Non può inoltre essere ignorato il comportamento vergognoso della squadra contro Ventura (basti pensare al messaggio tra due giocatori azzurri scoperto da "La Gazzetta dello Sport": "Adesso siamo una nave senza comandante, in mezzo alla tempesta"), che mai hanno veramente creduto nelle idee del tecnico, autogestendo è mai adottando, specie nei play-off, la serietà rigorosa di un impegno tanto importante (Paolo Pacchioni di RTL 201.5, intervistato a La7 GOLD, parlava addirittura di atleti che ridevano e scherzavano scassa dosi i selfie prima di Svezia-Italia): ecco la differenza tra Pirlo e Verratti, tra Totti e Insigne, tra Toni e Immobile...

LE GIOVANILI - Di sicuro, occorre un rinnovamento radicale, in cui a contare al primo posto è di gran lunga il risultato. Provvedendo con maggiore cura agli insegnamenti di base tecnico-tattici, ma anche all'istruzione di sani e genuini valori quali il rispetto per l'altro e l'altruismo (un nome come modello: Giorgio Chiellini).

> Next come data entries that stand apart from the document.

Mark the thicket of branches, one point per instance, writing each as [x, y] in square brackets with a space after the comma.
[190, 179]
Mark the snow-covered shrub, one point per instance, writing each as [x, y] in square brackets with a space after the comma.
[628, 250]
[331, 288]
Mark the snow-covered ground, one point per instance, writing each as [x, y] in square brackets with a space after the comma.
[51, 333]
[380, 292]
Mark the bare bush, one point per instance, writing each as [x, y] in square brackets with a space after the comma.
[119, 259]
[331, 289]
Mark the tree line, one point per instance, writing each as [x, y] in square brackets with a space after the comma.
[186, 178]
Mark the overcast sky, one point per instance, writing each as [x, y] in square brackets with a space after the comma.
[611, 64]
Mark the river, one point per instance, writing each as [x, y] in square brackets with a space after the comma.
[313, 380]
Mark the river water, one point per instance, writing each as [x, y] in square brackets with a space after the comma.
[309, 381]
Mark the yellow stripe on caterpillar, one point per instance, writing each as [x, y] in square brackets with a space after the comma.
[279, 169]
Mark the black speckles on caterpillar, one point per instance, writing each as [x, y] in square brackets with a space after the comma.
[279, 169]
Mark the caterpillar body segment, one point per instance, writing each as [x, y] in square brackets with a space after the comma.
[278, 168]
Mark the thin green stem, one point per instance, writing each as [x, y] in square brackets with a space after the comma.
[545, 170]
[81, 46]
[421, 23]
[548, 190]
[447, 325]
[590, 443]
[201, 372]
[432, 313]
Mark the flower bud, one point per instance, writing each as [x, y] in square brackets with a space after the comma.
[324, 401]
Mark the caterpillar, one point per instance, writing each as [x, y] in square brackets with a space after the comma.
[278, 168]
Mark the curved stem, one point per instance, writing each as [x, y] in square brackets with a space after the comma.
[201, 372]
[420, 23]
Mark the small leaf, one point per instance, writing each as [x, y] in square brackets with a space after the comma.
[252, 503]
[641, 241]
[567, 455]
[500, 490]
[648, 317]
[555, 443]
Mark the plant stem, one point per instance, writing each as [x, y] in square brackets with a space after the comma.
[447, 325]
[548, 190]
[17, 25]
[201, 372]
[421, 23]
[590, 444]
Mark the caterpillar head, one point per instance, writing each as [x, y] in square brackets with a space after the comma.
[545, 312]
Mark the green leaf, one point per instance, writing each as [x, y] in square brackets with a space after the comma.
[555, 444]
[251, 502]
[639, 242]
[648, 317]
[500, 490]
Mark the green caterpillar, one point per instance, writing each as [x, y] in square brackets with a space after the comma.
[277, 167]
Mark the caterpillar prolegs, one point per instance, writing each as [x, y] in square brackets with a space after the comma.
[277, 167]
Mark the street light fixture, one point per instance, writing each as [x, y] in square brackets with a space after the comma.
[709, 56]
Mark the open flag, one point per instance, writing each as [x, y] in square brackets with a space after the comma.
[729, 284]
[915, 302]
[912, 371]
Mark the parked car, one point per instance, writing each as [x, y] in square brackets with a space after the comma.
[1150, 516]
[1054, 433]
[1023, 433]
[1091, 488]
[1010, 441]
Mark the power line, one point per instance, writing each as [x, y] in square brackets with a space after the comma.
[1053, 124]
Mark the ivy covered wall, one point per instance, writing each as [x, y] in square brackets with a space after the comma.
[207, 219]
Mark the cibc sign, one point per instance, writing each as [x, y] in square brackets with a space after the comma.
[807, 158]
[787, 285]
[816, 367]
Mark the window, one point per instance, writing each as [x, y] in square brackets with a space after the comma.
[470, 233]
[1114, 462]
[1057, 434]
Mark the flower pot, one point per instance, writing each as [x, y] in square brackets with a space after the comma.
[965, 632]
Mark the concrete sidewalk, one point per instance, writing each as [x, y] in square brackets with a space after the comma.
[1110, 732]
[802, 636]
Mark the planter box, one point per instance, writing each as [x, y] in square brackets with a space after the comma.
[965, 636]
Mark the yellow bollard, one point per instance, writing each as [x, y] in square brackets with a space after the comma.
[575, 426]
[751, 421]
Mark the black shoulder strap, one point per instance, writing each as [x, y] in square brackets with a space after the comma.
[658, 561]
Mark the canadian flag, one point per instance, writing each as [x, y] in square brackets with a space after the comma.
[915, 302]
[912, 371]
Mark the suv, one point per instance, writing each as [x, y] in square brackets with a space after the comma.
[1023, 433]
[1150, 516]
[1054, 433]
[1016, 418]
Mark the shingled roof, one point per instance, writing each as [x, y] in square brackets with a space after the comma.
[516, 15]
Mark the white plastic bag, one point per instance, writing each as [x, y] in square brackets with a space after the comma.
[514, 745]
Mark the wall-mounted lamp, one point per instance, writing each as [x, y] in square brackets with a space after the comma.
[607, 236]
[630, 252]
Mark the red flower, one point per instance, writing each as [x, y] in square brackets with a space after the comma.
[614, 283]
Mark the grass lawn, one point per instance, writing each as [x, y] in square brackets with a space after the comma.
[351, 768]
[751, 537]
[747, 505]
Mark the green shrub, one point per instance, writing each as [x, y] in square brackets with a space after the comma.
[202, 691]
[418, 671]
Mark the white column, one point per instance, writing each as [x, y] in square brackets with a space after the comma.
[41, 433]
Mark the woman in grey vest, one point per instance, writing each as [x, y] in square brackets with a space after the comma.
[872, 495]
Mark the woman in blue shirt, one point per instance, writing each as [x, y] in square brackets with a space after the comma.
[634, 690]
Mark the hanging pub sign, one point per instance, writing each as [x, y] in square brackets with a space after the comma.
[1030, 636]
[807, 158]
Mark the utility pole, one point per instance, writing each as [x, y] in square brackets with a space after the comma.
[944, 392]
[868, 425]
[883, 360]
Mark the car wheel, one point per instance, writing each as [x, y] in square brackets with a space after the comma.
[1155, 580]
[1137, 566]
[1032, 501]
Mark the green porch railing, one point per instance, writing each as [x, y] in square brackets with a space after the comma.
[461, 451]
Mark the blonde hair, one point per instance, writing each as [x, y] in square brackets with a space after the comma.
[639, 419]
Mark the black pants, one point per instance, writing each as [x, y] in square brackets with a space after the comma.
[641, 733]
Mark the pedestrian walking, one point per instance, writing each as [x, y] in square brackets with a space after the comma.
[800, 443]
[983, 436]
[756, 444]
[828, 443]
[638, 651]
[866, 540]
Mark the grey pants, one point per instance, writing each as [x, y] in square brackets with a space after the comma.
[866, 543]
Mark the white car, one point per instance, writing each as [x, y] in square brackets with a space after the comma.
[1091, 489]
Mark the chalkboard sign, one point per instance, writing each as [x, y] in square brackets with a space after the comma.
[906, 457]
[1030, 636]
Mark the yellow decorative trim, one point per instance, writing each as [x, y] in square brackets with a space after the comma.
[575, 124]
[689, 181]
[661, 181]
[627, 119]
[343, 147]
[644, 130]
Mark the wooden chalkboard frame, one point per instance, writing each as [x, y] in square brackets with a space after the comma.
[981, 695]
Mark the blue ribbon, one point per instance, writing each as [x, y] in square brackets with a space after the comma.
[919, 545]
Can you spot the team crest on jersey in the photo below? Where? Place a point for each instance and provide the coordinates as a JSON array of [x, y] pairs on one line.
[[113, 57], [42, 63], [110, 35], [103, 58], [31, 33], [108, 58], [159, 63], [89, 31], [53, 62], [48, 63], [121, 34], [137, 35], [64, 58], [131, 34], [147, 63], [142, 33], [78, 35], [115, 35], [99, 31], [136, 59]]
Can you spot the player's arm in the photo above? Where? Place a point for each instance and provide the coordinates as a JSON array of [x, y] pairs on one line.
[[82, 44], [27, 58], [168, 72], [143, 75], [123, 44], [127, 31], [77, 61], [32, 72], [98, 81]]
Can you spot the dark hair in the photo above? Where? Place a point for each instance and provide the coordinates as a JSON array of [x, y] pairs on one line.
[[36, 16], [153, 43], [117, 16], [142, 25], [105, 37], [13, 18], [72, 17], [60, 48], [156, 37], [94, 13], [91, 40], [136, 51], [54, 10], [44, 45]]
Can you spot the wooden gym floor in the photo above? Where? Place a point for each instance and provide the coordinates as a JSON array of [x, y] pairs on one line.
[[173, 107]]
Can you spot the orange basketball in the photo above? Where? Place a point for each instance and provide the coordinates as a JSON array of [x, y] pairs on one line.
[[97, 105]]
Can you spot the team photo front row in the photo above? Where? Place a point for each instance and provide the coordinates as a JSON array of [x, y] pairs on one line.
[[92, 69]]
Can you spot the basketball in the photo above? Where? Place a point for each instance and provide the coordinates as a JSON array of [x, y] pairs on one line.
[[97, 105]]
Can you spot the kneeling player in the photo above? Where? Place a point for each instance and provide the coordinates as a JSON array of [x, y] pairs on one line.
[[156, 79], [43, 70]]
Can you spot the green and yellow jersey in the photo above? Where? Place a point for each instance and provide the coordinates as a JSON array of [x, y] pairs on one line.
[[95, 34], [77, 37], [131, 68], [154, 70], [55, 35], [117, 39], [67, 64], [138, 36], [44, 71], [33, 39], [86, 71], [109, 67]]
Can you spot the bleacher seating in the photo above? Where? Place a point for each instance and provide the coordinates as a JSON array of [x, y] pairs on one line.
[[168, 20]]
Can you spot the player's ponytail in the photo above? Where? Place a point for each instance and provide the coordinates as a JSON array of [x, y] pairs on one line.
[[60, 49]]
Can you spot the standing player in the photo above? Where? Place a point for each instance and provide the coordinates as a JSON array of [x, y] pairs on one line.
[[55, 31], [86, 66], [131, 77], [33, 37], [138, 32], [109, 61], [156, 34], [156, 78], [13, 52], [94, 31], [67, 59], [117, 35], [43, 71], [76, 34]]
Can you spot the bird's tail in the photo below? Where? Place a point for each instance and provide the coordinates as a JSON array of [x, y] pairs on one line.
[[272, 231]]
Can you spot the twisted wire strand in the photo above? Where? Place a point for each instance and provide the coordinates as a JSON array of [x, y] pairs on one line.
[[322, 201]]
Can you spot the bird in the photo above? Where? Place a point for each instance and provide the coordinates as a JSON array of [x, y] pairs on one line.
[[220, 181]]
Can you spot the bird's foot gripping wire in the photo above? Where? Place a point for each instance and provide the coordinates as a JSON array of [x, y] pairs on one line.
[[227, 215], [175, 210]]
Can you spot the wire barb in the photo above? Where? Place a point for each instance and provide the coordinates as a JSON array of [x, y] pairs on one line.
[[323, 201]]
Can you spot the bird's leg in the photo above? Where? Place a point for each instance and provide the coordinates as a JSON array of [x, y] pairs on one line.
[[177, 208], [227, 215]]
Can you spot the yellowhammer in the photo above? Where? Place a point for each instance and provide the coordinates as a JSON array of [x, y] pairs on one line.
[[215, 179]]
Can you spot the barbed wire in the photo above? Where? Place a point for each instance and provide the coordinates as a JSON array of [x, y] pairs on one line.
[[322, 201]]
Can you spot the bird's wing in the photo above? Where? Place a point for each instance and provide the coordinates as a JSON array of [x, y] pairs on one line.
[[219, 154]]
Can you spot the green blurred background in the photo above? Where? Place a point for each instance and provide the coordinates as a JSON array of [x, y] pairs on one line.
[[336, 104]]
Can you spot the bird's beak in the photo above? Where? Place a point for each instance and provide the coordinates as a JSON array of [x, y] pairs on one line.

Per rendere i giovani campioni occorrono costanza, tempo e pazienza (e quindi minutaggio in campo).

Un qui inedito modello assai interessante pare essere quello dello J-Collage, Liceo Scientifico delle Scienze applicate in cui scuola e sport venivano ugualmente curati inaugurati nel 2012 è divenuto a tutti gli effetti un Liceo Sportivo nel 2014 con la riforma del MIUR.

Come dichiarato da Marotta, cresceranno grandi calciatori e calciatrici, ma prima ancora grandi uomini e donne. Si spera che questo sia solo un primo passaggio di superamento e rinnovamento. Auguri a te, nostra cara Italia!